Over at Melody Maker, a detailed review concluded with an open verdict: “Last week they did a ‘blind date’ and played this on Roundtable1 without telling anyone who it was. I burst out laughing when the guy from Bucks Fizz said he thought it was Kate Bush – and passed out when they said he was right. The Roundtable panel slagged it mercilessly. It’s the weirdest damn record I’ve ever heard (this week anyway), a clanking chain-gang rhythm, tribal, primitive and relentless, and then in comes Kate’s fearsome twisted voice diving and swooping in different accents. ‘Bang goes another kanga on the bonnet of the van.’ To be honest it put the fear of God into me.
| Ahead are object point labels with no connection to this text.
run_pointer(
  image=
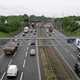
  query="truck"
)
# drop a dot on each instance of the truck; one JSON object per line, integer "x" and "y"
{"x": 26, "y": 29}
{"x": 10, "y": 47}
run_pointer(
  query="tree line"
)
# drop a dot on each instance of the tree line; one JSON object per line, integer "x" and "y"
{"x": 68, "y": 25}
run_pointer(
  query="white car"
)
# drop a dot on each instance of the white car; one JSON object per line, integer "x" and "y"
{"x": 32, "y": 52}
{"x": 12, "y": 71}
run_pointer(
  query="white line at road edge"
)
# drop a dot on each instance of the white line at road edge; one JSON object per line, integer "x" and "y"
{"x": 38, "y": 60}
{"x": 21, "y": 76}
{"x": 24, "y": 63}
{"x": 3, "y": 76}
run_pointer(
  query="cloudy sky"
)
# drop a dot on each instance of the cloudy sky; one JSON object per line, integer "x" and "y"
{"x": 50, "y": 8}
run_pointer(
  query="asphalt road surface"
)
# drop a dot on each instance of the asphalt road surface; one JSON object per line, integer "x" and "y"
{"x": 28, "y": 65}
{"x": 68, "y": 52}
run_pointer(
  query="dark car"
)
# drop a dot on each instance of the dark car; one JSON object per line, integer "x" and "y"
{"x": 33, "y": 43}
{"x": 70, "y": 40}
{"x": 77, "y": 68}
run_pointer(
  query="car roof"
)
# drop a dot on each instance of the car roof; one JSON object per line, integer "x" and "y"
{"x": 12, "y": 68}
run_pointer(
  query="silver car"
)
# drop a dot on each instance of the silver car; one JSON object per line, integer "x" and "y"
{"x": 12, "y": 71}
{"x": 32, "y": 52}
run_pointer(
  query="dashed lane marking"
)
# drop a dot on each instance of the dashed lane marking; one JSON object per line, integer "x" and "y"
{"x": 21, "y": 76}
{"x": 10, "y": 61}
{"x": 3, "y": 76}
{"x": 24, "y": 63}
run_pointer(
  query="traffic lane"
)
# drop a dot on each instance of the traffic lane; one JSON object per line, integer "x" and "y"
{"x": 17, "y": 59}
{"x": 30, "y": 70}
{"x": 4, "y": 61}
{"x": 67, "y": 54}
{"x": 69, "y": 47}
{"x": 12, "y": 60}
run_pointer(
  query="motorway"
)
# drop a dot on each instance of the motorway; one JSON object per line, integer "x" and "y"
{"x": 68, "y": 52}
{"x": 28, "y": 65}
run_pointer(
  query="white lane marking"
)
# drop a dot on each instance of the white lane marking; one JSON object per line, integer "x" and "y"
{"x": 21, "y": 76}
{"x": 26, "y": 54}
{"x": 28, "y": 44}
{"x": 24, "y": 63}
{"x": 73, "y": 57}
{"x": 39, "y": 73}
{"x": 10, "y": 61}
{"x": 14, "y": 54}
{"x": 3, "y": 76}
{"x": 27, "y": 48}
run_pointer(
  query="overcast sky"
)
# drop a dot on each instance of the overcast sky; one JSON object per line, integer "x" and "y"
{"x": 50, "y": 8}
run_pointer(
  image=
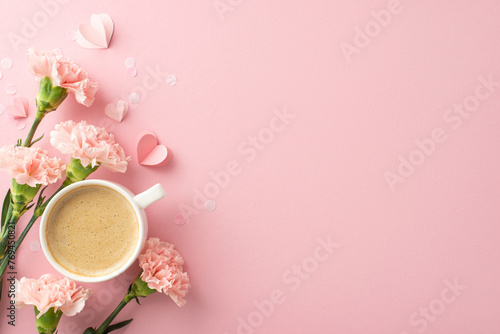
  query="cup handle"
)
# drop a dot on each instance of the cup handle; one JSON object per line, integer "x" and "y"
{"x": 148, "y": 197}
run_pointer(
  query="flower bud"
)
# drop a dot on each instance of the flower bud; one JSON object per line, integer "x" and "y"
{"x": 47, "y": 322}
{"x": 76, "y": 172}
{"x": 49, "y": 98}
{"x": 22, "y": 195}
{"x": 140, "y": 288}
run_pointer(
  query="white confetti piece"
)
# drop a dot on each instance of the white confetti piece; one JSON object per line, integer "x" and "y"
{"x": 6, "y": 63}
{"x": 134, "y": 98}
{"x": 171, "y": 80}
{"x": 180, "y": 220}
{"x": 21, "y": 124}
{"x": 71, "y": 35}
{"x": 35, "y": 246}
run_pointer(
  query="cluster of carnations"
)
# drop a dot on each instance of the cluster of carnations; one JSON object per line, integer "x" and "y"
{"x": 32, "y": 170}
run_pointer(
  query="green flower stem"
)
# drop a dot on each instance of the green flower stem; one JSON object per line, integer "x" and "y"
{"x": 5, "y": 260}
{"x": 38, "y": 119}
{"x": 47, "y": 323}
{"x": 128, "y": 297}
{"x": 138, "y": 288}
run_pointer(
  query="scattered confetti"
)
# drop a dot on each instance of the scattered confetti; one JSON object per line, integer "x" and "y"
{"x": 19, "y": 109}
{"x": 35, "y": 246}
{"x": 210, "y": 205}
{"x": 180, "y": 220}
{"x": 132, "y": 71}
{"x": 71, "y": 35}
{"x": 129, "y": 62}
{"x": 134, "y": 98}
{"x": 171, "y": 80}
{"x": 98, "y": 34}
{"x": 116, "y": 111}
{"x": 11, "y": 89}
{"x": 21, "y": 124}
{"x": 6, "y": 63}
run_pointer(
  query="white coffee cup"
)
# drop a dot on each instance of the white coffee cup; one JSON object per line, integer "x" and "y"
{"x": 138, "y": 203}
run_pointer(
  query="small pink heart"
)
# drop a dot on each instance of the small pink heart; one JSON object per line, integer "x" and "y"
{"x": 19, "y": 109}
{"x": 150, "y": 153}
{"x": 118, "y": 111}
{"x": 98, "y": 34}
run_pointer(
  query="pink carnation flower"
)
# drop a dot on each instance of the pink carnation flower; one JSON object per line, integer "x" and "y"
{"x": 90, "y": 144}
{"x": 50, "y": 291}
{"x": 162, "y": 270}
{"x": 30, "y": 165}
{"x": 64, "y": 73}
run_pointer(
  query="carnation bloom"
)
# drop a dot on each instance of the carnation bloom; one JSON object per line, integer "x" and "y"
{"x": 51, "y": 292}
{"x": 162, "y": 270}
{"x": 89, "y": 144}
{"x": 30, "y": 165}
{"x": 63, "y": 73}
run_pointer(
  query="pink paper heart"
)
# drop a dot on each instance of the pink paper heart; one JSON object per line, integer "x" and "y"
{"x": 19, "y": 109}
{"x": 118, "y": 111}
{"x": 150, "y": 153}
{"x": 98, "y": 34}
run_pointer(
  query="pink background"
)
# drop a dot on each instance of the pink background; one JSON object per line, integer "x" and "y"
{"x": 322, "y": 175}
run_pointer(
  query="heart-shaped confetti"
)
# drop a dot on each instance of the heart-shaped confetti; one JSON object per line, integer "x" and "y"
{"x": 150, "y": 153}
{"x": 116, "y": 111}
{"x": 19, "y": 109}
{"x": 97, "y": 34}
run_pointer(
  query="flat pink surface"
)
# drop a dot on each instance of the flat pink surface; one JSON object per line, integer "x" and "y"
{"x": 387, "y": 144}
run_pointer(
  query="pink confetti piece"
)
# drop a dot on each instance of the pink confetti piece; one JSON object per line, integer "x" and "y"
{"x": 35, "y": 246}
{"x": 19, "y": 109}
{"x": 132, "y": 72}
{"x": 150, "y": 153}
{"x": 116, "y": 111}
{"x": 180, "y": 220}
{"x": 210, "y": 205}
{"x": 6, "y": 63}
{"x": 97, "y": 34}
{"x": 21, "y": 124}
{"x": 171, "y": 80}
{"x": 11, "y": 89}
{"x": 71, "y": 35}
{"x": 134, "y": 98}
{"x": 129, "y": 62}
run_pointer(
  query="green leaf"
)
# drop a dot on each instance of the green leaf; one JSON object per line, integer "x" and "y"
{"x": 117, "y": 326}
{"x": 5, "y": 207}
{"x": 89, "y": 330}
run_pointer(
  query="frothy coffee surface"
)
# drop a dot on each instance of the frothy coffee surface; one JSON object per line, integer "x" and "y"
{"x": 92, "y": 231}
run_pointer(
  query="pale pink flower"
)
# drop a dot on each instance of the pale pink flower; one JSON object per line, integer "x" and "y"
{"x": 50, "y": 291}
{"x": 162, "y": 270}
{"x": 30, "y": 165}
{"x": 90, "y": 144}
{"x": 64, "y": 73}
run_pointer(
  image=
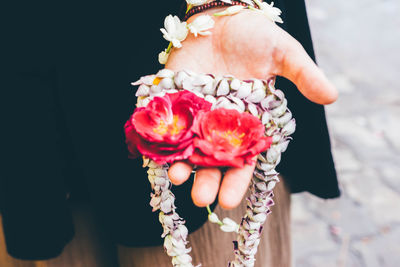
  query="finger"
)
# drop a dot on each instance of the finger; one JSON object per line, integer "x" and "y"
{"x": 205, "y": 186}
{"x": 298, "y": 67}
{"x": 234, "y": 186}
{"x": 179, "y": 172}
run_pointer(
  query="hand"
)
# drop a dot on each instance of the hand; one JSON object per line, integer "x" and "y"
{"x": 246, "y": 45}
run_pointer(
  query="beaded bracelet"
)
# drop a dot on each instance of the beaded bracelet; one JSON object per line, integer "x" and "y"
{"x": 213, "y": 4}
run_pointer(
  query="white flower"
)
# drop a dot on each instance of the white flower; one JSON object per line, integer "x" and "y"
{"x": 213, "y": 218}
{"x": 163, "y": 57}
{"x": 175, "y": 31}
{"x": 196, "y": 2}
{"x": 229, "y": 225}
{"x": 270, "y": 11}
{"x": 201, "y": 25}
{"x": 230, "y": 11}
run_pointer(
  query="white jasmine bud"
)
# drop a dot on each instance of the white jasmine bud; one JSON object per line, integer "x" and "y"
{"x": 244, "y": 90}
{"x": 256, "y": 96}
{"x": 235, "y": 84}
{"x": 179, "y": 78}
{"x": 223, "y": 88}
{"x": 143, "y": 90}
{"x": 265, "y": 118}
{"x": 166, "y": 83}
{"x": 213, "y": 218}
{"x": 289, "y": 128}
{"x": 279, "y": 111}
{"x": 252, "y": 109}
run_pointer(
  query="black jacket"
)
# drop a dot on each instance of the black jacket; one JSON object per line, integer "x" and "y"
{"x": 66, "y": 96}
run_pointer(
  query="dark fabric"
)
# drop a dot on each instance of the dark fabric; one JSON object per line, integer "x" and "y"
{"x": 66, "y": 94}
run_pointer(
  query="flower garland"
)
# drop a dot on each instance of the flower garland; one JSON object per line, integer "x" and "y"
{"x": 176, "y": 134}
{"x": 257, "y": 97}
{"x": 176, "y": 31}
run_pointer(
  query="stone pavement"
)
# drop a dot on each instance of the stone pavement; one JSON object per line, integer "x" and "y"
{"x": 357, "y": 45}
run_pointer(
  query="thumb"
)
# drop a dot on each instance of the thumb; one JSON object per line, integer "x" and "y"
{"x": 298, "y": 67}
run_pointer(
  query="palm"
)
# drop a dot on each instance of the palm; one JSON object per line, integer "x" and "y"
{"x": 246, "y": 45}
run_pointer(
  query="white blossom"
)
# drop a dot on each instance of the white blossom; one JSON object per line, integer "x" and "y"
{"x": 163, "y": 57}
{"x": 174, "y": 30}
{"x": 270, "y": 11}
{"x": 201, "y": 25}
{"x": 232, "y": 10}
{"x": 229, "y": 225}
{"x": 213, "y": 218}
Who can conjecture what was on her mind when she wrote it? – it could be a soundtrack for ‘The Chant Of Jimmie Blacksmith”, a protest song for aborigines, or any race driven from their own land by ‘civilization’. Maybe she just wanted to do a tortured update of Sun Arise. Among the nightmarish array of hoots and howls that explode around Kate in the jungle, Percy Edwards and Rolf Harris contribute their odd vocal acrobatics to the sounds of the animal kingdom. And the B-side is basically a dub version of the same disquieting episode. I’m not entirely sure, but I think Roundtable were wrong.”
Crucially though, radio show presenters and producers didn’t think Roundtable were wrong, and The Dreaming received little airplay. It was a brave choice for a single from someone promoted as a mainstream artist. Whether it was Bush’s decision to release it immediately prior to her next album, with EMI again trusting her instincts on what was the right song to go with, or whether it was EMI’s choice, it didn’t pay off: the single climbed no higher than #48. Although fans’ loyalty to Bush would become very evident in the future, at this time and over the next few months it seemed her audience might have abandoned her during her lengthy period out of the charts.
1 ‘Roundtable’ was a review show on BBC Radio 1, launched in October 1970 which ran with occasional breaks for fifteen years. DJs (and later on, performers) offered their comments on the latest singles releases; Bush was a guest herself in August 1979. It was replaced by a similar show called ‘Singled Out’ in 1986.